Despite the questioning, Macquarie thinks Super Retail Group is expected to outperform, setting a 12-month target share price of $15.90. The group’s share price currently sits at $13.00 (April 17, 2026, 2pm). This has risen since the investor day presentation on June 11, when it was around $12.35, and up from a recent low of $10.94 on May 18.

Morgan Stanley, another investment bank, is not as peachy. It has given Super Retail’s stock an underweight rating, and has given a 12-month target price of $11.20. 

This broker thinks sustaining attractive store unit economics while delivering cost efficiencies to remain competitive will be key for Super Retail Group.

“SUL's transformation program was presented at a high level, but the direction is clear: driving greater efficiency across the business,” Morgan Stanley told investors. “We view supply chain automation/optimisation and the staged ERP migration as the most tangible enablers.”

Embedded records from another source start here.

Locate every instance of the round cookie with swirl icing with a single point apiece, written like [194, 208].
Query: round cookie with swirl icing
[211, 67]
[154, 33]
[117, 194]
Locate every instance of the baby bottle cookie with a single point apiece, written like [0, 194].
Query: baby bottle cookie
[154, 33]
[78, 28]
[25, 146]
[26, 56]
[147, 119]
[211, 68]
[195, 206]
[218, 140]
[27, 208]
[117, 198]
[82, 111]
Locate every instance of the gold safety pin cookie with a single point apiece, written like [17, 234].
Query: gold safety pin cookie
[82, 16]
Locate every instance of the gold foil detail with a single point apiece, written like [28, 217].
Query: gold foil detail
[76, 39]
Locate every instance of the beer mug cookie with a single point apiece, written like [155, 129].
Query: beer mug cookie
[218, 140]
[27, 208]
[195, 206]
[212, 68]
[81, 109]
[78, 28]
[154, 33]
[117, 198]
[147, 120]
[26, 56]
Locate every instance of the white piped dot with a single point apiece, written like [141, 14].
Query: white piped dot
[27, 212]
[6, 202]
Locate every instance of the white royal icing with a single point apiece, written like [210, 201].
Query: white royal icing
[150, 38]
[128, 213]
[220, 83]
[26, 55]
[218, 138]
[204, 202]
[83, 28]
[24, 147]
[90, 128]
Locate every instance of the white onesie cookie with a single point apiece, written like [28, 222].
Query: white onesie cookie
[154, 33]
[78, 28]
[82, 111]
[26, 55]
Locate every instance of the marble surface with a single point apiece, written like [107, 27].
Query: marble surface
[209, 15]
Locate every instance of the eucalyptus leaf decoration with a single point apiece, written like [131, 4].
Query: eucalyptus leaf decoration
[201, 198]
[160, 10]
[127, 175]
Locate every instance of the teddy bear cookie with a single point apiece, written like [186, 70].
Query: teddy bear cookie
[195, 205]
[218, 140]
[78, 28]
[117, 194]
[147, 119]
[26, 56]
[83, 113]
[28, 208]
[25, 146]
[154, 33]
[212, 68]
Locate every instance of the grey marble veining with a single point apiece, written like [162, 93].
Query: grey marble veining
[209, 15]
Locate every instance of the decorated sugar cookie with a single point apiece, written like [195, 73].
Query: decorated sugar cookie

For Rebel in particular, Morgan Stanley was not as gung-ho about its regional expansion push. The broker thinks the bigger earnings unlocking is improved operational execution across merchandising, inventory planning, promotions and availability. 

They also think Rebel’s push with private brands and exclusive licensing from 10 per cent to 20 per cent of sales should support gross profit margin, “but this remains execution-dependent.”

Super Retail’s store push is joined by a transformation program called Ignite, which the group claims should drive $75 million in annual cost savings from FY29, helped along by ERP migration, AI integration, and other operational changes. 

The company's own materials show total capital expenditure stepping up to around $165 million in the current year, with project and systems spending – much of it tied to Ignite – expected to be elevated through FY27 and FY28 before the savings are expected to flow.

The largest capital expenditure in recent years and ahead are expected to be in its retail portfolio, including maintenance, new sites and relocations. 

According to Super Retail Group, new and relocated stores deliver returns above the 15 per cent after-tax ROC target.

Supercheap Auto and BCF are also both pushing into vehicle fitment (4WD and auto-electrical) as a point of difference against online competitors.